REUBEN Paul may be only 11 years old, but his technological prowess has wowed industry experts at a technology conference in the Netherlands.
The grade six student shocked an audience of security experts when he casually hacked into their Bluetooth devices to “weaponise” his robotic teddy bear.
His electronic bear, named Bob, is connected to the cloud via Wi-Fi and Bluetooth, and can send and receive messages.
The youngster used a small credit card-sized computer known as a “Raspberry Pi” to scan the hall for Bluetooth devices and download dozens of phone numbers.
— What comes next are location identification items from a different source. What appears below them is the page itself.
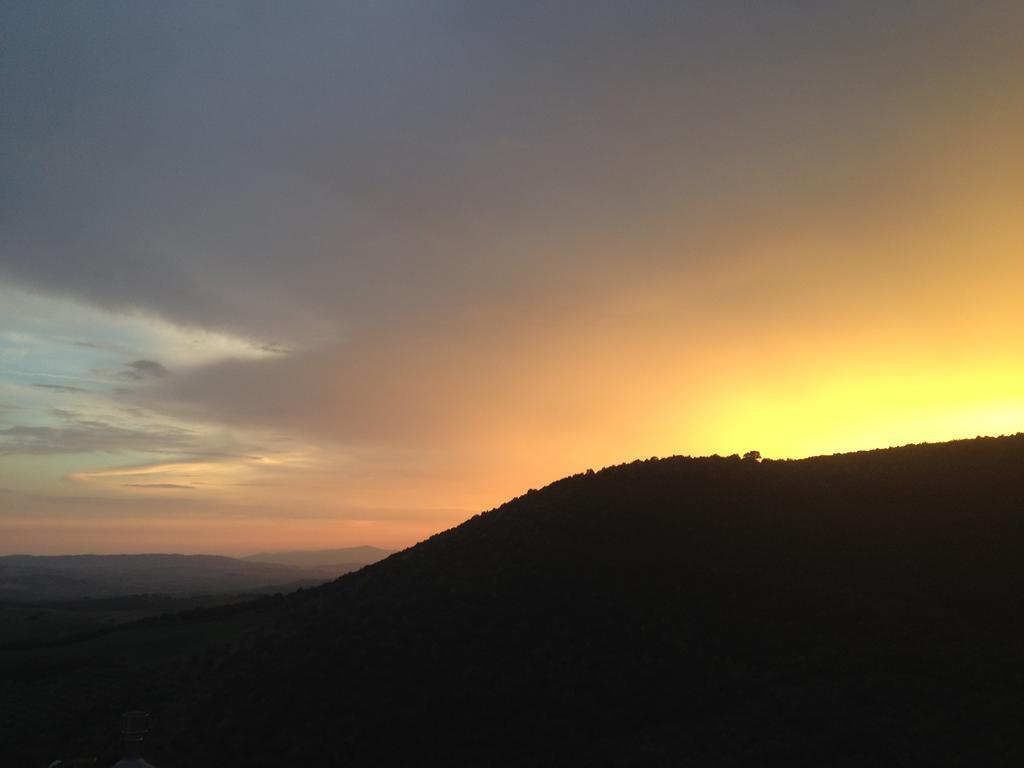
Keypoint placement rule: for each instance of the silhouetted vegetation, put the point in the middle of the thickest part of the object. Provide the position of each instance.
(856, 609)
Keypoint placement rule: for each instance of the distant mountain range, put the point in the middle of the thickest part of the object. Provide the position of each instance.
(323, 557)
(41, 579)
(846, 610)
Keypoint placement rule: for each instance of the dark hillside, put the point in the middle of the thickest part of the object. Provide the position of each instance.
(856, 609)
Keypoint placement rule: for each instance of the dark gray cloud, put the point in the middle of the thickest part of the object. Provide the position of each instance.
(306, 169)
(140, 370)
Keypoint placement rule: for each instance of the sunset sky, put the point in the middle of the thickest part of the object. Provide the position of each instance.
(321, 274)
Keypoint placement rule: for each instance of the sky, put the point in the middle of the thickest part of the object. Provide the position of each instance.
(279, 275)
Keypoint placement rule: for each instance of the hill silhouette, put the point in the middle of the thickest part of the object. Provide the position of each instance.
(855, 609)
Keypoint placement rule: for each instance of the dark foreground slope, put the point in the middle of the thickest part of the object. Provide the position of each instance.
(856, 609)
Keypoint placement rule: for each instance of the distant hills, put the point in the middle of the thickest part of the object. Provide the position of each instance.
(856, 609)
(42, 579)
(323, 557)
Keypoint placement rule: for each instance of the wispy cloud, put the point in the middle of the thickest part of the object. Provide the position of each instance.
(85, 436)
(60, 388)
(140, 370)
(174, 485)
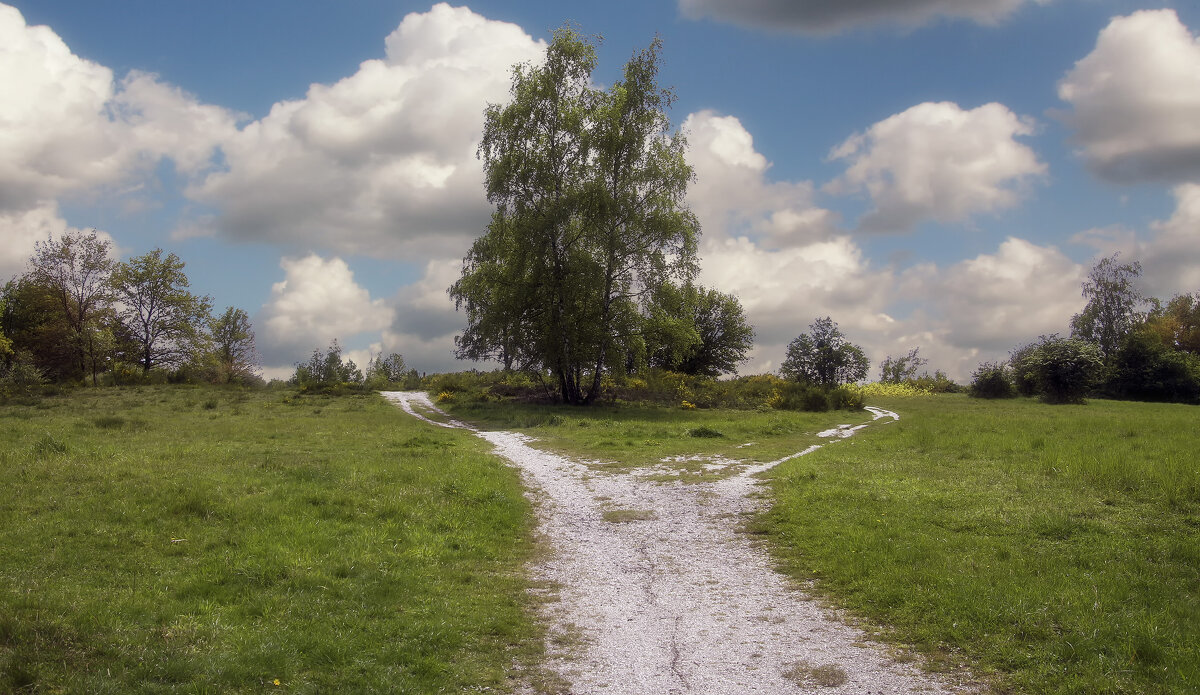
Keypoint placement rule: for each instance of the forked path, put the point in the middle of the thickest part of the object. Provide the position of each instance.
(665, 595)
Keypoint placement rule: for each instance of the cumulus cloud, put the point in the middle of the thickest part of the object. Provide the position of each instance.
(1169, 252)
(23, 229)
(1137, 100)
(733, 196)
(317, 301)
(69, 127)
(994, 299)
(936, 161)
(382, 162)
(834, 16)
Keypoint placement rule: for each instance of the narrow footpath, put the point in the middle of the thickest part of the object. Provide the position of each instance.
(667, 597)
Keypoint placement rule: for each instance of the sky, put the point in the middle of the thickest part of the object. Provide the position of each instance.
(928, 173)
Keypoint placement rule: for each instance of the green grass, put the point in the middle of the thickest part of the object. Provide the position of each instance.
(205, 540)
(1054, 549)
(631, 436)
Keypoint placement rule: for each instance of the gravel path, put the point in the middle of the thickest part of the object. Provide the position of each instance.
(666, 597)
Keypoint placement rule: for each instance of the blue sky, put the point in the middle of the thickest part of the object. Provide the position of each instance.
(928, 173)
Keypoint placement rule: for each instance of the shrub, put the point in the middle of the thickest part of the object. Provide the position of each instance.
(1065, 369)
(991, 381)
(22, 377)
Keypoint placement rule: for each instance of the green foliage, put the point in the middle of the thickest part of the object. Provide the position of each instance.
(232, 355)
(903, 369)
(165, 321)
(696, 331)
(71, 303)
(1146, 369)
(216, 539)
(993, 381)
(328, 372)
(385, 373)
(1065, 370)
(1114, 305)
(823, 357)
(1177, 324)
(1047, 549)
(1020, 369)
(19, 376)
(589, 219)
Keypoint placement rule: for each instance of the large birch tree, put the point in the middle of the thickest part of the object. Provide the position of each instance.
(589, 220)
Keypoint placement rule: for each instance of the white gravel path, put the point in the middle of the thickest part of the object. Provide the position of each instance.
(676, 600)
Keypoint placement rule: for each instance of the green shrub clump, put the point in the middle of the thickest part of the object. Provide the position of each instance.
(993, 381)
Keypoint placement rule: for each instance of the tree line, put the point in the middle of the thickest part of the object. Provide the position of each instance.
(1122, 345)
(79, 316)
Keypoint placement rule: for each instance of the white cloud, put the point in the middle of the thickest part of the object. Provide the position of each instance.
(732, 195)
(23, 229)
(1169, 253)
(936, 161)
(317, 301)
(834, 16)
(1137, 100)
(994, 301)
(70, 129)
(382, 162)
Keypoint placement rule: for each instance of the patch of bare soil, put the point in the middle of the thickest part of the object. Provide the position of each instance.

Then, using one of the numbers, he hacked into his bear using the Python coding language and turned on Bob’s lights and recorded audio from the crowd.
“IOT (Internet of Things) home appliances, things that can be used in our everyday lives, our cars, lights refrigerators, everything like this that is connected can be used and weaponised to spy on us or harm us,” he later explained to AFP.
His father, Mano Paul, told the agency he has always been surprised by his son’s ability, and said he became concerned when Reuben easily hacked a toy car.
“It means that my kids are playing with timebombs, that over time somebody who is bad or malicious can exploit.”
Electronic toys can be used to steal private information such as passwords, use GPS to pinpoint a person’s location, or spy on children by recording audio and video.
Reuben later tweeted: “It was fun but I hope people did not miss the message – secure IoT before the Internet of Toys becomes and Internet of Threats”.
If the experts in the room are anything go by, he’s got a bright future ahead.